Writing love letters to people who turn into ex-girl or boyfriends, who then hoist them on a petard for all to see, is also social death, though at least it's the ex being the prick, rather than the wide eyed innocent who penned the words of yearning and love.

But what prompted Overington to be such a right royal git and fool, doing the sort of thing you might do as a fifteen year old in a bid to attract the attention of a boy in class, only to blush bright red when he does actually pay attention?

Did she think no one would notice? It's true there are no comments - perhaps they had to moderate all the abusive ones out, leaving nil to go up, or perhaps they just disabled the comment button - but this wretched folly is now cached, and available in digital form forever on the full to overflowing intertubes.

Why am I reminded of C. J. Dennis's The Sentimental Bloke, available in full here?

The world 'as got me snouted jist a treat;
Crool Forchin's dirty left 'as smote me soul;
An' all them joys o' life I 'eld so sweet
Is up the pole.
Fer, as the poit sez, me 'eart 'as got
The pip wiv yearnin' fer -- I dunno wot.

I'm crook; me name is Mud; I've done me dash;
Me flamin' spirit's got the flamin' 'ump!
I'm longin' to let loose on somethin' rash....
Aw, I'm a chump!
I know it; but this blimed ole Springtime craze
Fair outs me, on these dilly, silly days.

The young green leaves is shootin' on the trees,
The air is like a long, cool swig o' beer,
The bonzer smell o' flow'rs is on the breeze
An 'ere's me, 'ere,
Jist mooching around like some pore, barmy coot,
Of 'ope, an' joy, an' forchin destichoot.

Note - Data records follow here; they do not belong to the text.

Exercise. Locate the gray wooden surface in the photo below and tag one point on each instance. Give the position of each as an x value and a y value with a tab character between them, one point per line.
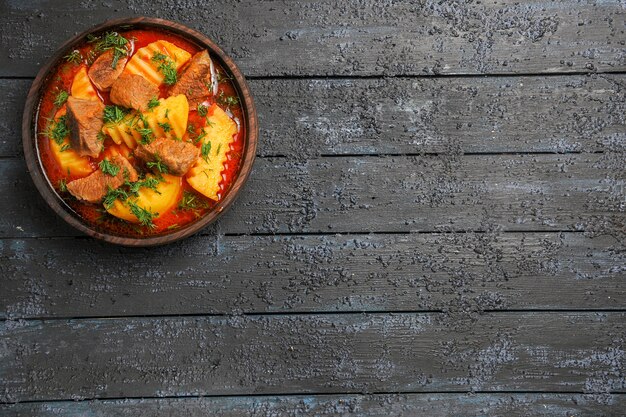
435	224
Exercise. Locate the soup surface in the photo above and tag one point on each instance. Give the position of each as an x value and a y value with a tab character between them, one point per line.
140	132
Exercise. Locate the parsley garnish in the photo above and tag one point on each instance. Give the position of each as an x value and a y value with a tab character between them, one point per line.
59	130
191	201
109	168
144	216
154	102
147	135
110	41
200	136
165	126
160	166
114	114
61	98
167	68
112	195
206	148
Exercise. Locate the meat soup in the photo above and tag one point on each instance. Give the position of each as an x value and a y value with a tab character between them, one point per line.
139	132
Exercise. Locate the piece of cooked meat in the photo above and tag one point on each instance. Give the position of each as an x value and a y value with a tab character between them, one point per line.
94	187
178	156
132	90
195	81
102	73
85	122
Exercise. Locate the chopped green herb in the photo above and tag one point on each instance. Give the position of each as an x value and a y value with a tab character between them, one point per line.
61	98
154	102
206	148
229	101
109	168
167	68
114	114
200	136
110	41
202	110
158	164
144	216
59	130
112	195
74	57
165	126
62	185
147	135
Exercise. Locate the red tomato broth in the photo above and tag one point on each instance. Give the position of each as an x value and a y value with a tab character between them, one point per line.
94	214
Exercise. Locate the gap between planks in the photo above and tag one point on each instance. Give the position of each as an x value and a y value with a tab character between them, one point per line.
312	394
309	313
296	234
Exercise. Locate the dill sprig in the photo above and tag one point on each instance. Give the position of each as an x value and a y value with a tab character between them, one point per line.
59	130
61	98
110	41
205	149
107	167
167	68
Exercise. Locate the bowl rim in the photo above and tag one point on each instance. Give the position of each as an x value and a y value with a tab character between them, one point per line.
56	202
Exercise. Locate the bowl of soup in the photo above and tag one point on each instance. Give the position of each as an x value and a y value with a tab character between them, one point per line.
139	131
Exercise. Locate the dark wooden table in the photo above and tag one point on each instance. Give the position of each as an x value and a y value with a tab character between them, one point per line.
435	224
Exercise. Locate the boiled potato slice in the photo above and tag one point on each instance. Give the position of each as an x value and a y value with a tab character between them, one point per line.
81	86
142	63
124	131
173	112
168	119
160	201
70	162
205	176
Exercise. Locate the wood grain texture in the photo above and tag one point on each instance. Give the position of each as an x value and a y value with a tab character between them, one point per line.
391	405
272	38
389	194
48	360
456	273
301	118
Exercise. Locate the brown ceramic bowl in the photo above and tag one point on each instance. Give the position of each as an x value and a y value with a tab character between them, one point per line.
36	169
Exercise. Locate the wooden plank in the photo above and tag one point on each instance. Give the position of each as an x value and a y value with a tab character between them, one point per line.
432	405
326	37
12	102
302	118
443	115
389	194
298	354
461	273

Of course, of course. I'm reminded just how much alike Overington's and Dennis's skills as poets are as one, the pore, barmy coots.

Poor Greg Hunt, and him married, and with a daughter and a son, and now a subject of Overington's poetical skills. As a result, poor Barnaby Joyce is left trailing in the dust, as we must agree that Overington can now be dubbed, Keith Olbermann style, the worst poet in the world, nee hall of shamer.

At least until tomorrow, and someone else seeks to establish The Australian as the home of a Homeric pantheon of poets ...

Or you Think. Again.

(Below: and let's not hope there's a ding dong row as the course of love hits troubled waters).